When using a base32 encoding, this checksum provides error detection guarantee for one mistyped character because one mistyped character can result in up to 5 bit inversions. Due to the burst error detection guarantee, swapping two adjacent characters of an address is guaranteed to be detected as well.
## Base32 Encoding
### Why Base32?
A base32 encoding is clearly preferable over the decimal or hexadecimal system as it is shorter (~20% shorter than hexadecimal). Base64 or any other encodings using a larger alphabet were excluded due to the usage of special characters that can have disadvantages when double-clicking on an address. Any alphabet size that is not a power of 2 was excluded as well, as it disallows to map consecutive strings of bits to characters of the alphabet. Hence, a single mistyped character in an address using such an alphabet could result in many inverted bits which makes it unsuitable for our checksum choice. Base58 is an example of such an alphabet. Hence, a base32 encoding is the preferred choice.
Although there exist already some versions of base32, for instance RFC 4648 and z-base-32, none of them are satisfactory. Therefore, a custom version is defined in this proposal.
### The Alphabet
The alphabet should not contain mixed case letters to ease the communication, for instance, via phone. Lowercase letters are preferred over uppercase letter as they are easier to read. Using an alphabet size of 32 allows to exclude 4 characters from the set of all lowercase letters and all digits. The characters “1”, “i”, “l” (lowercase L), “0” (zero) and “o” are for many fonts the most ambiguous ones. Restricting the alphabet to lowercase letters makes “o” and “i” less ambiguous than the other ones, which led to the decision in keeping one of the two (“o” is part of the alphabet).
### The Encoding Function
The encoding function which maps each 5-bit string to a character of the alphabet was chosen in the way to have few bit inversions for common errors. Consequently, the number of bit inversions introduced by a several common errors may be smaller than the distance of the checksum code in which case the error detection is guaranteed. The common errors considered are
mistyping a character by a left or right adjacent character on the
mistyping a character by a similar looking character.
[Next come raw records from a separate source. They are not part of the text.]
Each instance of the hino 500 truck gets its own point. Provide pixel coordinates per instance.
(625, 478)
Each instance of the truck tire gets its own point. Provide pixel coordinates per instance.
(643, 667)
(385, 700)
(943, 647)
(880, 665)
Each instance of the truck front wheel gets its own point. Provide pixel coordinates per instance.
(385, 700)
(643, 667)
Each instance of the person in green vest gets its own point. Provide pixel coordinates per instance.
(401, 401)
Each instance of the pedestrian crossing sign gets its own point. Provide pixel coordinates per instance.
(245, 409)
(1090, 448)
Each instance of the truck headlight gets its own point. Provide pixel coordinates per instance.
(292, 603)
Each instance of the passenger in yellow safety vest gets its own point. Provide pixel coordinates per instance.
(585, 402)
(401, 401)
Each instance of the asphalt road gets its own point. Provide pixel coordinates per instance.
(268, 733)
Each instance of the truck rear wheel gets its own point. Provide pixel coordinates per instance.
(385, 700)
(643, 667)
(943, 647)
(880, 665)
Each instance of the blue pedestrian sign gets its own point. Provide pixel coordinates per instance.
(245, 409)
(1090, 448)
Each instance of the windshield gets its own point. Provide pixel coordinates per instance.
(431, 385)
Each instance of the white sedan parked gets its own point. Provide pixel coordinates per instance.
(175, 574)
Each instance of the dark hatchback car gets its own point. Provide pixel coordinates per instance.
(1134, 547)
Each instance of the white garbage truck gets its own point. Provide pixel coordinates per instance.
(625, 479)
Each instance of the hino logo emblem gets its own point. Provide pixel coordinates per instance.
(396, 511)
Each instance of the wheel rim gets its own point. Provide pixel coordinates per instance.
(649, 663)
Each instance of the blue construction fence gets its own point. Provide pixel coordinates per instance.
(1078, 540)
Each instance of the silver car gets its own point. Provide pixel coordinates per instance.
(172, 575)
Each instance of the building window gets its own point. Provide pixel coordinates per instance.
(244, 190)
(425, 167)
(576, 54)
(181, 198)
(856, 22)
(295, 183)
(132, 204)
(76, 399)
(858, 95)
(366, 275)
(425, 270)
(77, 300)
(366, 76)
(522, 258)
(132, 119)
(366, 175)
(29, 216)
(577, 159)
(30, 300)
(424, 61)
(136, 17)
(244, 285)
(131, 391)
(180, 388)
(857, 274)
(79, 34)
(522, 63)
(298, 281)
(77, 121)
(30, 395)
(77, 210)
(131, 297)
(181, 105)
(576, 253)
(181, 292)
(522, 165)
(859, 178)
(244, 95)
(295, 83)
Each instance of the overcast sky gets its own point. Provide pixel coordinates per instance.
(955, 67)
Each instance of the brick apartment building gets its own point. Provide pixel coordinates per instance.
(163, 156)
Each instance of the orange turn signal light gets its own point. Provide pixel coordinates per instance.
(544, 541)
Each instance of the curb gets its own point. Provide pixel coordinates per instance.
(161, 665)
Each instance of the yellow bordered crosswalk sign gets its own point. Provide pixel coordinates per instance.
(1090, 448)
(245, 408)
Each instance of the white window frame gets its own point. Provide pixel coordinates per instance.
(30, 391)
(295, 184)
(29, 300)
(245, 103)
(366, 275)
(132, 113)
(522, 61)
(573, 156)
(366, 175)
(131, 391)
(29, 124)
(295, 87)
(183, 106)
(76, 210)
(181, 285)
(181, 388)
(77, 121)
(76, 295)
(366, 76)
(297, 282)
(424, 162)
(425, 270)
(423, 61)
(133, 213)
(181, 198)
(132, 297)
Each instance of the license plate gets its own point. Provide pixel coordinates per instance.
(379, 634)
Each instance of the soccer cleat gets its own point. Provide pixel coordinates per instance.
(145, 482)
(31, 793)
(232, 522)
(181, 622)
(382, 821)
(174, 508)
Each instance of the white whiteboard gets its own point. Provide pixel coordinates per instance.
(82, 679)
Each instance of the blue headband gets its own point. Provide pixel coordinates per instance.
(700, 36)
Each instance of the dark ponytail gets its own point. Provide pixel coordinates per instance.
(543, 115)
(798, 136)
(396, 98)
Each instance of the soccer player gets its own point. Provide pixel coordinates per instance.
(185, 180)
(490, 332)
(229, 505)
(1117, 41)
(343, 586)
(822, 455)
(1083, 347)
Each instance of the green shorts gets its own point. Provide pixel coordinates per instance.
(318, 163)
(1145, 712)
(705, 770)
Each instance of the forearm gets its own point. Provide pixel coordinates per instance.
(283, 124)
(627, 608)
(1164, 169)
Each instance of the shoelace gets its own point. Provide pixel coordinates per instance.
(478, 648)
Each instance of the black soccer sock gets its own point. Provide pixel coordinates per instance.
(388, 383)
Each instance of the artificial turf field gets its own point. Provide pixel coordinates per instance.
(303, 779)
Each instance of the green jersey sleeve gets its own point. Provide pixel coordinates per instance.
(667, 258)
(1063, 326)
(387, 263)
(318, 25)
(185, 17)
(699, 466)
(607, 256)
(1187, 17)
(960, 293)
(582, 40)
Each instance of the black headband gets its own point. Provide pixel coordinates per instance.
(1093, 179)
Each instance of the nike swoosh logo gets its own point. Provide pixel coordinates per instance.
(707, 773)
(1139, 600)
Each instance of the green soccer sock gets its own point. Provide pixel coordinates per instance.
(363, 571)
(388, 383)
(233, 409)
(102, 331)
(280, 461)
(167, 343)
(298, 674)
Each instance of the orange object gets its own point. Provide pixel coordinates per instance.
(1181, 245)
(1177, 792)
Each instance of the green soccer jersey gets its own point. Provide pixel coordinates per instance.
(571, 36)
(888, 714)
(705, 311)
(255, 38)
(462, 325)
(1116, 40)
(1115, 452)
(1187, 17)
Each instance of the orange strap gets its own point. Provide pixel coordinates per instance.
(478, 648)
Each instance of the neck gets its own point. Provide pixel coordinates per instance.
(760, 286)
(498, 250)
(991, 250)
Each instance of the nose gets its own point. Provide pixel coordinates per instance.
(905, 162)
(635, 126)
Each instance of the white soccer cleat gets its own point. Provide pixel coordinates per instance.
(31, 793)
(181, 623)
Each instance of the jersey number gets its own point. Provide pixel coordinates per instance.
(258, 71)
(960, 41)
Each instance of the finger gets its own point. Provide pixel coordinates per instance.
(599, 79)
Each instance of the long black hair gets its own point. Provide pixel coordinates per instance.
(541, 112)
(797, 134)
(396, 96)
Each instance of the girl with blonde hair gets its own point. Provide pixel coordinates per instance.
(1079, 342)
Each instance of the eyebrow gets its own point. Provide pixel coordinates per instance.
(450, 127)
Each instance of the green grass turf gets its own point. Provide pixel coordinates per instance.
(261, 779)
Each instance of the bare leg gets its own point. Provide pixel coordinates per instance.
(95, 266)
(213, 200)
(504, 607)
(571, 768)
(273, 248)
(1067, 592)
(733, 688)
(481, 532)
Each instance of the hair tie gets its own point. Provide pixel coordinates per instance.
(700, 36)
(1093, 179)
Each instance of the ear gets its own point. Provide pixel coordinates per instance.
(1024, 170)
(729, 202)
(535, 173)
Errors of the first kind were given a priority. The 32-bit Gray code was used to ensure that two elements of the alphabet that are in the same row and adjacent on a QWERTY keyboard differ in exactly one bit. In fact, all possible permutations of the contiguous rows of the QWERTY keyboard consisting of elements from the alphabet, i.e. the rows
23456789 qwertyu op asdfghjk zxcvbnm,
fulfil this condition when their concatenation is mapped to the Gray code. Moreover, using the reversed rows and rotations of the concatenations fulfils the same condition. Hence, all these different orderings were considered, and the one that is the best with respect to the second kind of error was chosen. More precisely, the bit representations of any of the pairs
(b, 6) (g, q) (g, 9) (q, 9) (s, 5) (v, u) (z, 2) (q, p) (r, v)
should differ in at most two bits, and the number of pairs differing in two bits should be as small as possible. The lowest number of pairs differing in two bits is 7. In fact, there are 40 different orderings that fulfil this number. The encoding function f defined above is just a random choice from these 40 possibilities.
With this encoding function, it is guaranteed, for example, that introducing seven errors of the first kind (mistyping by an adjacent character) into an address gets detected. Moreover, it is guaranteed to detect up to three errors of the second kind (mistyping by a similar looking character) incorporated in an address.